The bulk of the manuscript is clear. Overall, the authors have demonstrated that there is good, though not perfect concordance between the standard Trofile assay and their analysis. They provide an extensive explanation of the instances of discordance (includes Participants 45, 46, 49, 52), indicating that in some cases the samples were obtained on different dates. They propose that one sample is discordant because of a sample mix-up (Participants 49). Figure 3A is clearer in the new version, but still bit of a trial for a sample that the authors believe is incorrect, and perhaps should be eliminated and the explanation just included in the text.

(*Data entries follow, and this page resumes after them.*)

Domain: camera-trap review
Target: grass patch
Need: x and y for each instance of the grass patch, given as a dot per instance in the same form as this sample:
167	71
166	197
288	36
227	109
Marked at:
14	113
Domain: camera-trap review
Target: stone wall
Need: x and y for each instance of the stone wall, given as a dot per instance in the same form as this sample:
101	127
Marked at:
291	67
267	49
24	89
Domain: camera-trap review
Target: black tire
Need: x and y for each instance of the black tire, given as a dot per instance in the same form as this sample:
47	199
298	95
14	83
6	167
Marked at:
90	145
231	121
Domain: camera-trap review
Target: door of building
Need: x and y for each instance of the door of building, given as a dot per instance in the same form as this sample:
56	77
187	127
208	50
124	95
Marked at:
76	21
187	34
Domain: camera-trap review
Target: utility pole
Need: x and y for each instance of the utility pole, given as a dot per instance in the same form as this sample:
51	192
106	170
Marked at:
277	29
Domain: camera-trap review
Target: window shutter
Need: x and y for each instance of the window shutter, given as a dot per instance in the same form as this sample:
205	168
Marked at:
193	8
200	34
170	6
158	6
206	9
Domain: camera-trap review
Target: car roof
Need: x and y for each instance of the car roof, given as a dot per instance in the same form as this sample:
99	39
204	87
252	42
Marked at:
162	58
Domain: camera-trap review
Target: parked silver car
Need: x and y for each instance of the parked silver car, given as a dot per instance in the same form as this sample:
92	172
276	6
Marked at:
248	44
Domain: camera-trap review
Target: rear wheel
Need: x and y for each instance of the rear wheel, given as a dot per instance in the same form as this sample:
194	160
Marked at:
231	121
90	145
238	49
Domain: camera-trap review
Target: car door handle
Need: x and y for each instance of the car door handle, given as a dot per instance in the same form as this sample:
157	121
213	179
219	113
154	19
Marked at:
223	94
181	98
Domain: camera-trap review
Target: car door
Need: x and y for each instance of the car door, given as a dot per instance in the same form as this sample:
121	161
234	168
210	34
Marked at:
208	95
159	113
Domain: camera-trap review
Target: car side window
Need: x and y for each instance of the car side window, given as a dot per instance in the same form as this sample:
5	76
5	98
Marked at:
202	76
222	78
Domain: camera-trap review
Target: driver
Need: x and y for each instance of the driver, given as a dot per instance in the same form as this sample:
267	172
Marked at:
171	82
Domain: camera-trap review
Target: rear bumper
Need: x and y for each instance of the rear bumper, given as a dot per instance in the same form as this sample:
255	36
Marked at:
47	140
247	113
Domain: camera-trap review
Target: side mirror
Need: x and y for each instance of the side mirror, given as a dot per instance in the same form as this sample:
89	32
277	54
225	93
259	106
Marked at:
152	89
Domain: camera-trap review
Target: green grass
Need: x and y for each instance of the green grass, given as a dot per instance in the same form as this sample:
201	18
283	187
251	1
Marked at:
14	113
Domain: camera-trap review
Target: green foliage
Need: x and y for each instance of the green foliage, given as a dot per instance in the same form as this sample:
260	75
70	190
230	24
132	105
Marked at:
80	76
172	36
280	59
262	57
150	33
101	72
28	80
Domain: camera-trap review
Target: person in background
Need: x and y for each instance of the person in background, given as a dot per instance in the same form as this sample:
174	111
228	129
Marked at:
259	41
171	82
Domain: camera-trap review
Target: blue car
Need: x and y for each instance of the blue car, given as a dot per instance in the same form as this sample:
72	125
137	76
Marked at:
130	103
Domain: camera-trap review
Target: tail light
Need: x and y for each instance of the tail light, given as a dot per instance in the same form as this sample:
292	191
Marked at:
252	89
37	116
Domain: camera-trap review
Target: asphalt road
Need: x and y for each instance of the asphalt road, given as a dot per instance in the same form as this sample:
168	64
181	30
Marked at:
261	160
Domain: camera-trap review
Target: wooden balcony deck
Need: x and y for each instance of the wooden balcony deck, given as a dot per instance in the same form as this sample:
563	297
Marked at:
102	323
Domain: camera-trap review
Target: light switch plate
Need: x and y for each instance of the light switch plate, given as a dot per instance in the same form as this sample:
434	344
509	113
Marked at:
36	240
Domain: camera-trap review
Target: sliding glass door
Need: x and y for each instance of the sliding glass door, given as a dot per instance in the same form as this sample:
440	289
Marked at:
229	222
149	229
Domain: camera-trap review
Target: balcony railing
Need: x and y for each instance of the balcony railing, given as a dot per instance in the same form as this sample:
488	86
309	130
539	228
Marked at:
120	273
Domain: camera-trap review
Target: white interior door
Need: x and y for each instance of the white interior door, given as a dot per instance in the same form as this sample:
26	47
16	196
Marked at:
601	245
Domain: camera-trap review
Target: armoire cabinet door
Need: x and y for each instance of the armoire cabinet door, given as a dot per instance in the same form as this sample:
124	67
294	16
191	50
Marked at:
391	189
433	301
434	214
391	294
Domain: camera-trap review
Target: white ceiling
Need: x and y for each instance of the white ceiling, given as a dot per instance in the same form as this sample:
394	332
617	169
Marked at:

We appreciate the Reviewers comment that Figure 3a is difficult to navigate. We considered the Reviewer’s suggestion to remove the presentation of these data. However, to be transparent with readers, we have opted to leave data from Participant 49 in the manuscript. To improve the clarity by which we relay the data, we are submitting a new version of Figure 3a with improved resolution, and we revised the figure legend to provide additional details – proposed revision:

Figure 3. Maximum-likelihood phylogenetic trees of select specimens discordant by Trofile® and X4-UMI. Trees are made from unique V3 genotypes aligned with MUSCLE using Geneious 8.0.3 and generated with DIVEIN PhyML v3.3 (https://indra.mullins.microbiol.washington.edu/DIVEIN/diver.html) [28]. Unique V3 genotypes were often comprised of multiple templates, defined by multiple unique molecular identifiers (UMI). Frequency of each variant as determined by UMI analysis is shown in colored circles according to the color gradient chart, and by the number at the far right of the sequence name. Tropism as determined by geno2pheno FPR cut-off is shown by the text color of each sequence name. Sequences predicted to be X4 by PSSM and codon analysis are indicated in the name of each sequence (“PSSM”, and “C#” where the # corresponds to the codon positions). The last two values in each sequence name, separated by underscores, correspond to the sequence identifier, then the quantity of templates associated with that unique V3 variant as determined by UMI analysis. (a) Specimen #49 was categorized as X4 by Trofile® and R5 by all genotypic analyses (given that plasma HIV RNA load as determined by our qPCR of the specimen we sequenced differed by >1 log₁₀ from that reported to us, and the tropism calls by Trofile® differed from all genotypic interpretation algorithms we suspect a specimen mix-up occurred at some point prior to our specimen processing). (b) Specimen #52 was categorized as X4 by Trofile®, PSSM, codon analysis, and geno2pheno cut-offs ≥3% FPR, but was R5 by geno2pheno 2% FPR. (c) Specimens #45 and #46 were both categorized as R5 by Trofile®; geno2pheno classified both specimens as R5 at FPR 2% but transitioned to X4 by FPR 3%. #45 was classified as R5 and #46 as X4 by PSSM and codon analysis; demonstrating the potential added value of the continuous scale used by Geno2pheno.